KADUNA, Nigeria (Reuters) - A banned Nigerian Shi'ite Muslim group on Wednesday said it had suspended a series of protests calling for the release of its detained leader and will temporarily seek other avenues to secure his release.
Nigeria banned the Islamic Movement in Nigeria (IMN) this week and outlawed its demonstrations, after a week of protests in which the group said at least 20 of its members were killed in crackdowns by police. Police gave no death toll.
The group's leader, Ibrahim Zakzaky, has been held since 2015 when government forces killed around 350 people in a storming of its compound and a nearby mosque.
"The Islamic Movement in Nigeria do hereby announce to the general public and the international community that it has temporarily suspended its Free Zakzaky street protests to allow for some new openings into the resolution of the problems," it said in a statement on Wednesday.
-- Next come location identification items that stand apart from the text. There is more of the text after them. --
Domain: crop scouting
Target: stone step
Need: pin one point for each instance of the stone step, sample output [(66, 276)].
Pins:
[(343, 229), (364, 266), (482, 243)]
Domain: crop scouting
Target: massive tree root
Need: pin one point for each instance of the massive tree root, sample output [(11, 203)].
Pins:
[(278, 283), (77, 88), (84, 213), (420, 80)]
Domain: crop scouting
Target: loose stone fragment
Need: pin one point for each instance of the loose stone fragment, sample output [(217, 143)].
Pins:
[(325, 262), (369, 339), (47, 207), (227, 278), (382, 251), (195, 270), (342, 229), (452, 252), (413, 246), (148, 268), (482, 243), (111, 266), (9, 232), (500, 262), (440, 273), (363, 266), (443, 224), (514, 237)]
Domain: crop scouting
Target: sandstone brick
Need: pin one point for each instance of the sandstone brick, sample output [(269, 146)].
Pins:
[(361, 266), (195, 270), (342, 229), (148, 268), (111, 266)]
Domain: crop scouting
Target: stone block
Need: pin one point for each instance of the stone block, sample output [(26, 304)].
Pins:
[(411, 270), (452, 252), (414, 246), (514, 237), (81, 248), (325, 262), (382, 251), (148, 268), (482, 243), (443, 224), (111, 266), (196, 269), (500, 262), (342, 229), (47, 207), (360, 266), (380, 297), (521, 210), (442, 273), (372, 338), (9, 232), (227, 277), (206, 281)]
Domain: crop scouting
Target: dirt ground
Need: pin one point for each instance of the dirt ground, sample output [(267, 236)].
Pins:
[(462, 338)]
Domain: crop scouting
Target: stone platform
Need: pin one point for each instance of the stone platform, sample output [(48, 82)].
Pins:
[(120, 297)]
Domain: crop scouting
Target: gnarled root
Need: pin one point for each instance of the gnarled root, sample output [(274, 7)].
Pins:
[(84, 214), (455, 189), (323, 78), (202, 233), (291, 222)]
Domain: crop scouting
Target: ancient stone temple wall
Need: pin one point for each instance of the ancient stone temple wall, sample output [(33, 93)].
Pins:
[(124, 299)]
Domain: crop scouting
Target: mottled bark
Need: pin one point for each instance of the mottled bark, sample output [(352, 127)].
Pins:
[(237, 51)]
The government says IMN incites violence, and a court has given the authorities permission to label it a terrorist organisation. IMN denies it is violent, and says Zakzaky should be released in line with a December 2016 court order.
IMN is the largest Shi'ite organisation in a country where around half of the population is Muslim, overwhelmingly Sunni.
Nigeria considers some Islamist movements to be a security threat after a decade combating the insurgency by Sunni Muslim militant group Boko Haram in which 30,000 people have been killed. The death of Boko Haram's leader in custody was one of the events that set that group on a violent path.
"We sincerely hope an amicable way could be found to solve the crises surrounding the illegal detention of our leader for almost four years now," said IMN.
On Monday a judge adjourned a bail hearing for Zakzaky until Aug. 5.